Reading variable length byte datasets

David Eklund

unread,

Aug 26, 2011, 2:36:33 PM8/26/11

to h5py

Hello,

I understand that h5py does not support variable length data types
other than strings. I have a dataset that has a variable length 8-bit
unsigned character column that I need to read somehow and am wondering
the best way to do it. Is there any kind of work-around at the h5py
level (including the low-level interface), or is my only option to
write a C function and wrap it in python?

Thanks,
David

Gareth Williams

unread,

Aug 29, 2011, 5:26:43 AM8/29/11

to h5py

Hi David,

I think I can help. hdf5 is mostly for storing (variable length)
arrays of uniform sized data. It may help to think of your data as a
1d array of 8-bit unsigned characters rather than as a variable length
string.

If your problem is more complicated then you might need to post more
detail to get a useful response.

Gareth

David Eklund

unread,

Aug 29, 2011, 3:49:59 PM8/29/11

to h5py

Thanks Gareth. The reason for the variable length columns is to
accommodate our data source, which is a hardware device that emits
packets of data. We have scripts that decode those packets into
something meaningful (and fixed width), but we would like to store the
raw data in HDF as well, and in general we have to accept
heterogeneous packet lengths. This has worked well for us so far -
especially with the latest release of HDFView we can now open and view
raw packet data as a debugging tool. But the one hiccup is that we're
trying to incorporate python more into our data processing, and with
h5py we can't get it to read the raw data. I was hoping someone might
have an idea that would still allow us to get at the data through the
h5py API, even if it's just one row at a time, or else I'll probably
have to write something in C to return the data back in a readable
form.

David

Gareth Williams

unread,

Aug 30, 2011, 7:55:38 AM8/30/11

to h5...@googlegroups.com

Hi David,

In the script I've recently been writing, I take bytes (well a string) which is the whole content of a file (can be a binary file) and save to an array of uint8 in HDF with code like:

ds = myfile.create_dataset( name,

data=numpy.fromstring(content,numpy.uint8) )

and can extract the data with:

content = myfile[name][()].tostring()

I can do this in chunks if the file is big, but this describes the simplest case.

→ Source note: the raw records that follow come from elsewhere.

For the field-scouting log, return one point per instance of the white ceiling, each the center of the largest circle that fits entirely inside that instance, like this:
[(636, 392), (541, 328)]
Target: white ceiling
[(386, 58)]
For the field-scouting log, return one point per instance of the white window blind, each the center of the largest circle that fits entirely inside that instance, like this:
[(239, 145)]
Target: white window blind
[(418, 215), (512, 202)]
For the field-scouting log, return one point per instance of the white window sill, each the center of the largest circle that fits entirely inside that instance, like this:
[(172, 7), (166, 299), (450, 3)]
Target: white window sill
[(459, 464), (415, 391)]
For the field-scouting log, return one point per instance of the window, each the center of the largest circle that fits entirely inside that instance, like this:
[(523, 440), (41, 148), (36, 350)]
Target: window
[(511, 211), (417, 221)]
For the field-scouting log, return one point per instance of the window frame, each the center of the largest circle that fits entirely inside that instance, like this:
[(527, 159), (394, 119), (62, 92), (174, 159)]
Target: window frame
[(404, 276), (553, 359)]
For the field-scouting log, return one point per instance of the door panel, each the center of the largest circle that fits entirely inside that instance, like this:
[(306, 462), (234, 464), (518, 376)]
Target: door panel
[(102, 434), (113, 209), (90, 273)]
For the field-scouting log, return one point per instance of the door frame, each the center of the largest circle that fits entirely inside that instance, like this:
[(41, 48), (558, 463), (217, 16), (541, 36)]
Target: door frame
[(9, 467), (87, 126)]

I can also extract the 'raw' data to 'binfile' with h5dump like so:

h5dump -d name -b -o binfile file.h5

This seems to match your use case well! At the same time you can decode your data and save that to separate data structures or attributes.

Gareth

--
You received this message because you are subscribed to the Google Groups "h5py" group.
To post to this group, send email to h5...@googlegroups.com.
To unsubscribe from this group, send email to h5py+uns...@googlegroups.com.
For more options, visit this group at http://groups.google.com/group/h5py?hl=en.

David Eklund

unread,

Sep 7, 2011, 5:06:45 PM9/7/11

to h5...@googlegroups.com

Gareth,

Thanks for the suggestion. For now we have too many other systems relying on the existing dataset format for me to change it, so I went ahead and wrote some C code to do the heavy lifting for me (wasn't as bad as I thought it might be). In the future I'll definitely consider alternative approaches like yours to make this easier on the python side.